Biased Dreams

Taking a diffusion model drifting

2/25/2026

So I've been fine-tuning diffusion models on tiny datasets — eight photos, no regularization — and there's this zone where the model hasn't fully memorized the training data but it's been permanently biased by it. Colors shift. Compositions tilt. Everything it generates carries the training set as a kind of undertone.

It's not really broken.

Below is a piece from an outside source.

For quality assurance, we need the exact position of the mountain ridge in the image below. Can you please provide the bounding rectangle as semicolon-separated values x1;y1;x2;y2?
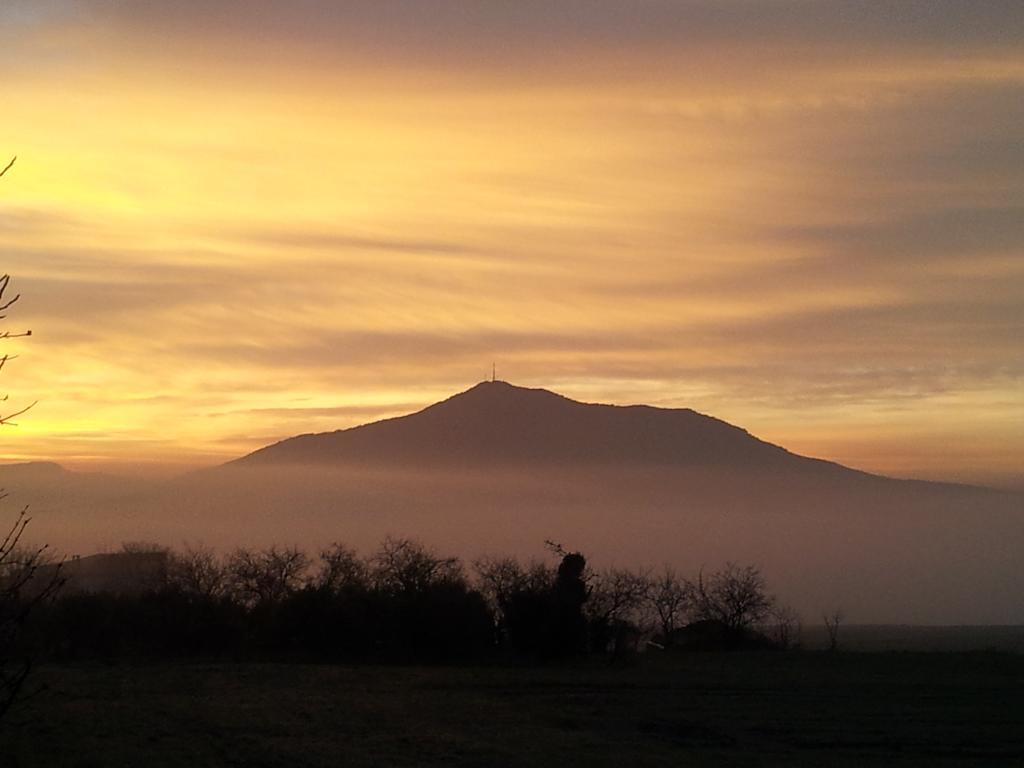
222;381;881;477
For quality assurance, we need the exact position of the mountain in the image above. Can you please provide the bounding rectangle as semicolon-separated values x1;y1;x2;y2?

It's just been nudged. And it makes really good pictures.

This is how we did it.

Recipe

Base model: Stable Diffusion v1.5. Training method: Dreambooth, full fine-tune — not LoRA. Eight images of a single subject, resized to 512×512.

The important part: no prior preservation loss. Without class regularization, nothing pulls the model back toward its original distribution. It just drifts.

accelerate launch train_dreambooth.py \
  --pretrained_model_name_or_path='runwayml/stable-diffusion-v1-5' \
  --instance_data_dir='training_images/' \
  --output_dir='models/dreamy' \
  --instance_prompt='a photo of sks person' \
  --resolution=512 \
  --train_batch_size=1 \
  --train_text_encoder \
  --use_8bit_adam \
  --learning_rate=2e-6 \
  --lr_scheduler='constant' \
  --lr_warmup_steps=0 \
  --max_train_steps=1200 \
  --mixed_precision=fp16

Learning rate and step count define a narrow corridor:

2e-6 / 1200 steps — sweet spot. Prompts still work, but they carry the training data as latent texture.
2e-6 / 1600 steps — too far. Model forgets language.
4e-6 / 1600 steps — cooked. Mode collapse. Every output is a smear of the training set.

You want the model that dreams, not the one that remembers.

Prompt

The prompt matters, but not the way you’d think. We tested hundreds: detailed scene descriptions, single words, arbitrary strings, empty prompts. Specificity kills it. Detail tokens (“hyper detailed”, “filigree”, “exacting”) produced technically richer outputs that were less interesting in every case. The model needs room to drift.

What worked for us was four adjectives:

monumental, dramatic, atmospheric, transcendent

Just vibes, basically. No nouns, no scene — just a direction. The model fills in the rest from its own biased priors.

Guidance scale: 3.0 — really low for SD work. At standard guidance (7–10), the model tries to do what you asked. At 3.0, it mostly ignores you. That's what we want.

Steps: 50. We tried 70 and it got overwrought. Sampler: DDIM — deterministic, so you get the same image for the same seed. Useful for comparing runs.

pipe = StableDiffusionPipeline.from_pretrained(
    model_path,
    scheduler=DDIMScheduler(
        beta_start=0.00085,
        beta_end=0.012,
        beta_schedule="scaled_linear",
        clip_sample=False,
        set_alpha_to_one=False,
    ),
    torch_dtype=torch.float16,
).to("cuda")

images = pipe(
    prompt,
    num_inference_steps=50,
    guidance_scale=3.0,
    generator=torch.Generator("cuda").manual_seed(seed),
).images

Same model, same prompt, same parameters — only the seed changes.

What We Tried

You also need style — we swept 80+ artist references. Tried collaborative prompts between artists. Ran overtrained models at higher learning rates. Tried minimal prompts — single words, frame numbers, empty strings.

The original combination was always better, and not by a small margin. I don't have a great theory for why. Something about this specific collision of biased latent space and vague adjectives just works.

More specific prompts lost the strangeness. More training lost everything.

Upscale

512×512 is interesting but lacks texture for print. We used SUPIR, a diffusion-based upscaler on an SDXL backbone, to bring them to 2048×2048.

SUPIR isn't interpolation — it hallucinates new detail guided by the source. At 4× it adds grain and texture that feel like they belong. It's not upscaling so much as imagining what the detail would have been.

# SUPIR upscale: 512 → 2048
# Model: SUPIR-v0Q (Quality mode)
# Backbone: JuggernautXL v9
edm_steps = 30
s_cfg = 3.0          # guidance ramp endpoint
s_stage1 = -1        # auto
control_scale = 0.9  # high fidelity to source
color_fix = "Wavelet"
# Positive: "sharp textures, fine grain, rich color depth"
# Negative: "blurry, low quality, jpeg artifacts"
# ~3 minutes per image on a single GPU

512×512 source:

2048×2048 SUPIR upscale:

Pipeline

Every image in this post was generated at 512×512 in about 12 seconds, then upscaled in about 3 minutes. The whole thing runs on a single consumer GPU — a 3090 next to my water heater.